Recently, the term “supportive care” has appeared in news releases in relation to the treatment of Ebola virus victims without providing much information on the specifics of this treatment. Actually, supportive care has more than one context in medicine. For example, in terminal cancer, supportive care, also known as palliative care, focuses on relieving suffering and improving quality of life instead of seeking to cure the patient. Ebola virus infections, like several other infections including Rabies, tetanus, and even the common cold, has no effective antiviral or antimicrobial treatment. To a large degree, recovery of these infections relies on the body’s immune system. With Ebola and Rabies, however, the disease is often fatal because the infection overwhelms the body’s immune system. In these cases, supportive care means that measures are taken to address complications of the illness, such as blood loss, low blood pressure, dehydration, or low oxygen level. This helps to buy precious time until the immune system is able to recover adequately to begin fighting the infection.
In the case of Ebola virus infections specifically, supportive treatment hinges around these issues:
- Nutritional support— In Ebola infections, getting adequate nutrition may be complicated by nausea, vomiting, and diarrhea. If the patient is unable to eat, needed calories can be provided through “tube feedings” or via intravenous fluids.
- Balancing fluids and electrolytes—Fluid may be lost through vomiting, diarrhea, and “leaking” from blood vessels. Replacement is done primarily through the administration of intravenous fluids with added salts (e.g. sodium and potassium) necessary for cells to function normally.
- Supporting respiratory function—Fluid accumulation in the lungs (pulmonary edema) can make breathing difficult. This can be helped with administration of supplemental oxygen and medicines to remove excess fluid.
- Maintaining blood pressure—Low blood pressure can be addressed with the administration of fluids, blood or medications to raise blood pressure.
- Providing blood transfusions—Excessive bleeding from the gastrointestinal tract and mucous membranes occurs commonly in Ebola victims. Blood transfusions may be required to replace lost blood and clotting factors.
- Treating complicating infections—In addition to the primary viral infection, secondary infections, often due to bacteria, can require treatment with antibiotics.

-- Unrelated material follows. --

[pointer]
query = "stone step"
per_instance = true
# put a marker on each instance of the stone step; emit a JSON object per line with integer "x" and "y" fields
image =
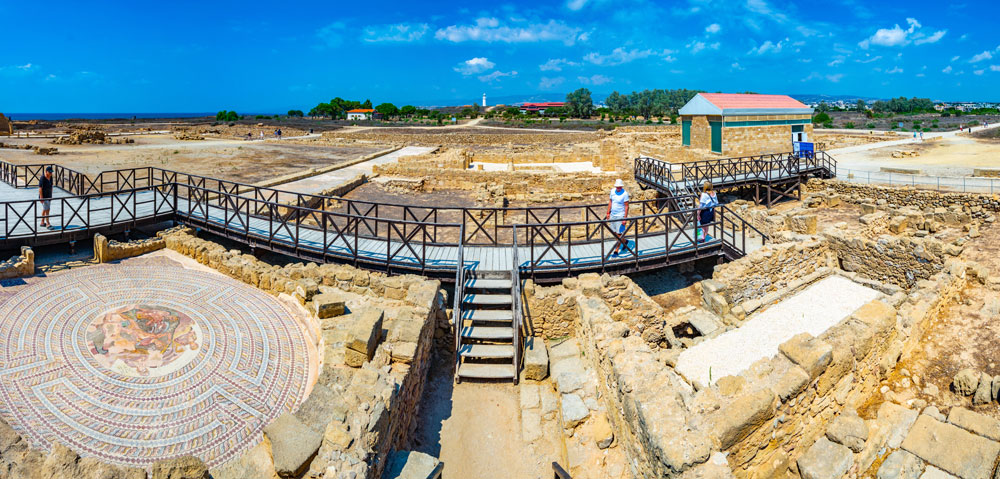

In infections in which there is no effective antimicrobial treatment, the body’s immune system can sometimes be given a “boost” along with supportive care. This could come through the administration of a vaccine (active immunization) to stimulate the body to produce antibodies or with the use of immune globulins (passive immunization), which contain antibodies that have been obtained from someone who has had the infection and survived. Rabies is an example of a viral disease that can be effectively treated in this manner if begun soon after contracting the virus. In the case of Ebola, however, there is currently no vaccine or approved immune globulin treatment available. News reports, however, have appeared indicating that one of the American Ebola patients being treated here in the U.S. has received an investigational “cocktail of antibodies” developed by a California biopharmaceutical company and a blood transfusion from a surviving Ebola victim.
Hopefully, the current outbreak in Africa will be contained soon. The spread of Ebola infections in the U.S., even considering that two victims have been brought here for treatment, is highly unlikely. The best hope for containing future epidemics of Ebola virus infections is thought to be through the development of an effective vaccine.